When you’re moving to accept cards as a payment option, it’s important to ensure your financial management stays sound. Here’s are credit card tips to help go cashless.
Choose Wisely There’s never been a better time to embrace cashless payments in India. The government’s financial inclusion drive opened more than 210 million bank accounts and card spend grew 28% last financial year.
To ensure your move to cashless doesn’t impact your financial management goals, you need to choose your card processor wisely. Processing companies provide the merchant accounts that capture funds from card sales – you pay for this service, so you want to get the best deal.
To get a good deal, you need to know which fees can be negotiated for the credit card. There are two costs that can’t change: interchange and assessments. Interchange fees are what the card-issuing banks charge processing banks to accept cards – you can find these fees on card issuers’ websites. Assessment fees are charged by card companies, such as Visa, and are based on different factors, like the volume of transactions you process. You can negotiate a processor’s mark-up above assessment and interchange rates to get the best deal possible.
The first area to negotiate is the pricing model processors base their mark-ups on.

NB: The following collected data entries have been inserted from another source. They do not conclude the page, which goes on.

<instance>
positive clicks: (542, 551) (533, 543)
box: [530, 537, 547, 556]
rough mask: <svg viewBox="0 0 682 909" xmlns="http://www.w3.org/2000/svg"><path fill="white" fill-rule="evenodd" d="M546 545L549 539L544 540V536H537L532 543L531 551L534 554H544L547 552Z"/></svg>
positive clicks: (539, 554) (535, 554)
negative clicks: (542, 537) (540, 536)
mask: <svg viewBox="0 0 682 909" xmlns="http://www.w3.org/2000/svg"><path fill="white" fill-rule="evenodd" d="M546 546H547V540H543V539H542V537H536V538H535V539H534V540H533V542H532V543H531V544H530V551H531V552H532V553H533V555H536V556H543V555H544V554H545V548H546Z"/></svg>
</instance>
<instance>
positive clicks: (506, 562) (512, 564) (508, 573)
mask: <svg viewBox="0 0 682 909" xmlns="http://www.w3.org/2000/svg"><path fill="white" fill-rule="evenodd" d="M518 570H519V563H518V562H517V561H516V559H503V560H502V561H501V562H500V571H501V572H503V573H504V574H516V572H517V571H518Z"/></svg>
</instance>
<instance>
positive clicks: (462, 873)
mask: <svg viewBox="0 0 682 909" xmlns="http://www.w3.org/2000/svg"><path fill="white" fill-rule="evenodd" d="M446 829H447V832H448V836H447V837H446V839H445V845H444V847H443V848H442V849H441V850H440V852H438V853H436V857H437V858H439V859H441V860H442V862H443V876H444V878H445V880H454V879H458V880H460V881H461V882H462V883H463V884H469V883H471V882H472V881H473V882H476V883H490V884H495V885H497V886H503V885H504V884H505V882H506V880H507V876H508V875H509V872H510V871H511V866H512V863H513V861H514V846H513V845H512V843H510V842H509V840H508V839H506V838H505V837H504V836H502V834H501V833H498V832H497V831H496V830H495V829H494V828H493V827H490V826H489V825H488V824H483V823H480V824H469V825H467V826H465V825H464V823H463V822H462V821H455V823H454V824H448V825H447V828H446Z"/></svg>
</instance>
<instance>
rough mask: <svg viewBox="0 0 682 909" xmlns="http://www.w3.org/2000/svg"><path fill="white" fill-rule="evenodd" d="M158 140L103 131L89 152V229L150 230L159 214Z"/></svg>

There are two models: tiered and interchange pass through. With tiered pricing, processing companies bundle hundreds of different types of transactions into tiers. You’re charged a fixed amount for a transaction in a particular tier, regardless of the processor’s underlying costs. Interchange pass-through pricing is where processors add a fixed mark-up for every transaction, on top of the interchange rate.
The benefit of this model is you know how much mark-up you’re paying when you accept cards – with tiered pricing you never know. But companies that offer interchange pricing can get creative adding other charges, like monthly account fees. To find the best deal for your credit card, you need to add the different fees together and consider the total costs.
Look for Red Flags Next, look at the paperwork. The terms and conditions of the merchant agreement are particularly important – if anything concerns you, you need to flag it with the processing company. Remember, interchange fees vary depending on the type of card used. For example, corporate cards are often more expensive to process. When reading the terms, look for clauses about interchange rates, assessments and downgrades from card companies. You also want to watch for anything that looks like a surcharge.
If you’re quoted a price that seems too good to be true, it likely is. Ask your allocated sales representative to explain how the rates are charged, and about the different rates for premium, corporate and international cards. You also want to find out whether there are any cancellation or early termination fees, and what security and customer support services are available.
While there’s never been a better time for India’s small businesses to embrace cashless payments, you want the best deal. A little research and caution can help you go a long way in making sure you offer your customers convenient payment options while ensuring your financial management goals stay on track.